Bishops oppose Israeli annexation plans



Bishops oppose Israeli annexation plans

Demonstrators take part in a rally to protest against Israel's plan to annex parts of the West Bank, Jericho, June 22, 2020.
Luay Sababa/NurPhoto/PA Images

Catholic and Anglican Bishops have asked the UK government to oppose the planned annexation by Israel of the West Bank, which is due to begin on the 1 July next month. 

The intervention by the Holy Land Coordination group follows up on a recent appeal by the Cardinal Archbishop of Westminster and Archbishop of Canterbury to the governments of the UK and Israel that warned annexation would  “bring about the loss of any remaining hope for the success of the peace process.”

The Christian community in Palestine and Israel has also attacked the plans, with the heads of 13 different local churches issuing an official statement of opposition on 7 May this year.  In order for the “vicious cycle of human tragedy and injustice” in the region to end, the Church leaders argued, a feasible peace deal, without annexations, must be arrived at.

The Catholic Bishop of Clifton, Declan Lang, who Chairs the Holy Land Coordination group, and the Anglican Bishop of Southwark Rt Revd Christopher Chessun, issued a joint statement warning that the proposed annexation “would only bring more conflict, suffering and division”.

The Holy Land Coordination group, founded in 2000 with the aim of supporting Christian communities in the Holy Land, is composed of bishops from across Europe, North America and South Africa. After their visit to the Holy Land earlier this year, the group released a joint statement highlighting the “profound humanitarian crisis” in the Palestinian territories, and claiming Gaza has become an “open-air prison”.

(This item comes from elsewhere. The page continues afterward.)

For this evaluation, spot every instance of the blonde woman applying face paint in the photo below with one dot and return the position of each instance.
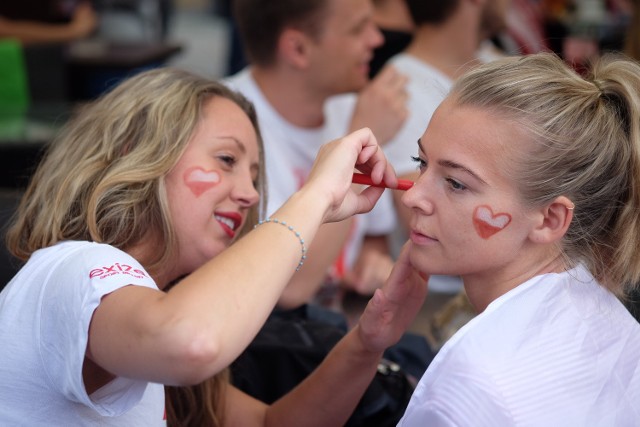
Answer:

The two bishops emphasised that, in their view, the UK government “has a duty to act and to do everything possible to dissuade the Government of Israel from annexing the West Bank”.

The proposed annexation, promised by the Israeli premier Benjamin Netanyahu during his election campaign, has been heavily criticised by humanitarian organisations and the international community.  A particularly controversial aspect of the plans has been Netanyahu’s promise that Palestinian living in annexed areas would receive neither Israeli citizenship nor residence rights. The unilateral annexation of the West Bank would be likely to lead to further conflict in the region, with the Palestinian Authority warning that such annexations would void all existing peace treaties.